Cependant, et ce chapitre n'apporte rien de nouveau sur cette question, notre auteur pense qu'il faut chercher du côté de la ville d'York et toujours vers l'Irlande où quand même vers 1740 on trouve une étroite connexion entre l'Arc Royal et la chevalerie maçonnique, par exemple une légende qui se rapporte à une certaine découverte effectuée dans les fondations du temple du temps du roi Josias (voir Livre des Rois II, 22) ainsi qu'un grade de Chevalier de la Croix Rouge se situant autour de Babylone.

CRYER est persuadé que les loges militaires irlandaises ont largement contribué à diffuser grades et légendaire chevaleresque dès les années 1750.

10. Quand, comment et où ont commencé les Chevaliers Templiers Prêtres du Saint Arc Royal ?

La difficulté, encore une fois, est que ce grade est connu sous diverses appellations comme « L'Ordre de la Prêtrise du Temple » ou « Ordre de la Sainte Sagesse ».

Son origine, mais c'est une banalité, serait irlandaise et officiellement attestée en 1792 à Anahilt au nord de l'Irlande mais serait d'une plus grande ancienneté.

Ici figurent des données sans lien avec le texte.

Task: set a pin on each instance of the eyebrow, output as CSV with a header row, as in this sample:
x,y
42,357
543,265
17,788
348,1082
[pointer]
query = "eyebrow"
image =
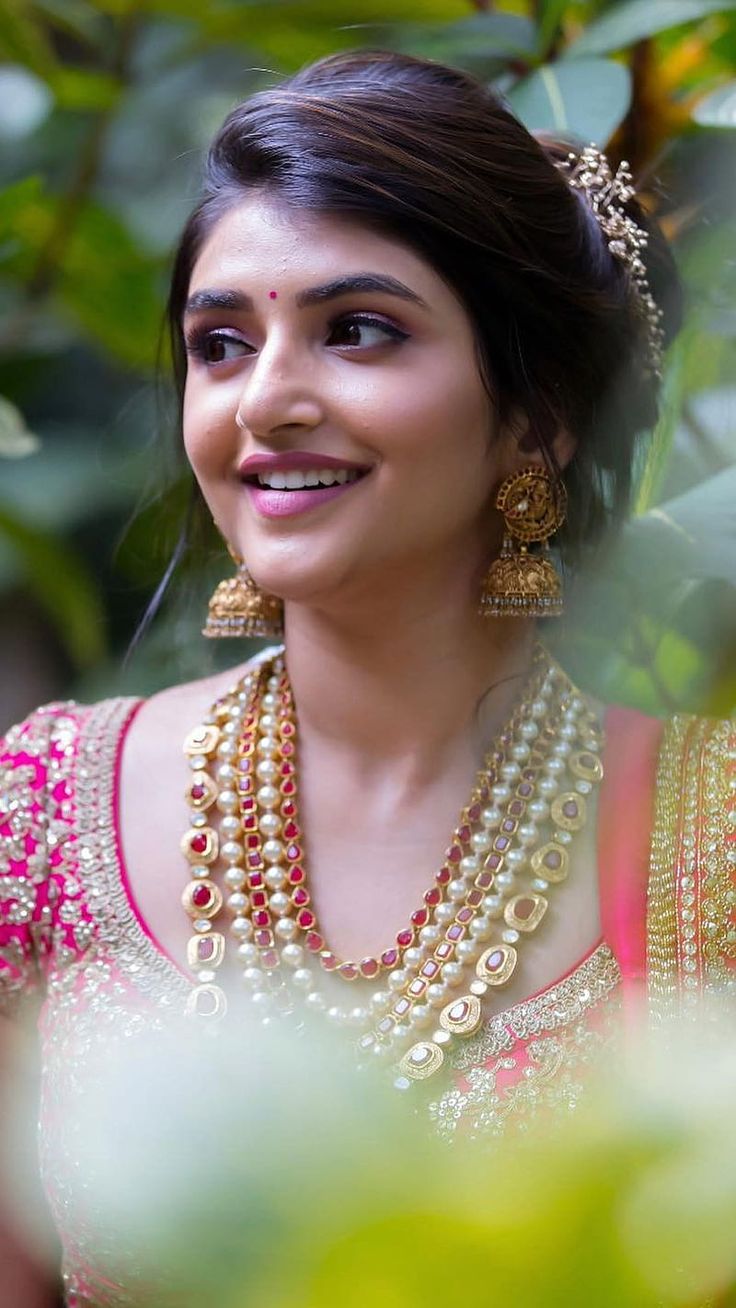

Le rituel utilisé fait référence au livre des Proverbes (IX, 1) : « La Sagesse a bâti sa maison, elle a taillé ses sept colonnes. »

Lors de la cérémonie de réception, il y a sept officiers, chacun en charge d'une colonne ou d'un pilier.

Le caractère chrétien de ce grade est clair et la qualification est d'être Maître Installé, Maçon de l'Arc Royal et Chevalier Templier.

Précisons enfin, que le Grand Collège gère trente et un grades conférés par communication et dont l'origine irlandaise est évidente.

Voilà ce que nous pouvions dire succinctement du livre de notre F. Neville Barker CRYER.

Un petit livre, certes, mais qui ouvre de nombreuses pistes de recherches inépuisables et dont on peut tirer une idée dominante : contrairement à ce que l'on écrivait autrefois, la plupart des side degrees sont plus anciens et remontent plus loin dans le temps que certains érudits ne le pensent encore.

Dès le dix huitième siècle, vers les années 1760, on voit apparaître ça et là les premiers side degrees pratiqués souvent dans des loges militaires et dont les origines sont à chercher en Irlande.

C'est, selon nous, la principale leçon que l'on doit tirer de ce livre tout en le considérant comme le complément indispensable du livre de notre F. Keith B. JACKSON « Beyond the Craft » dont il constitue un très utile développement.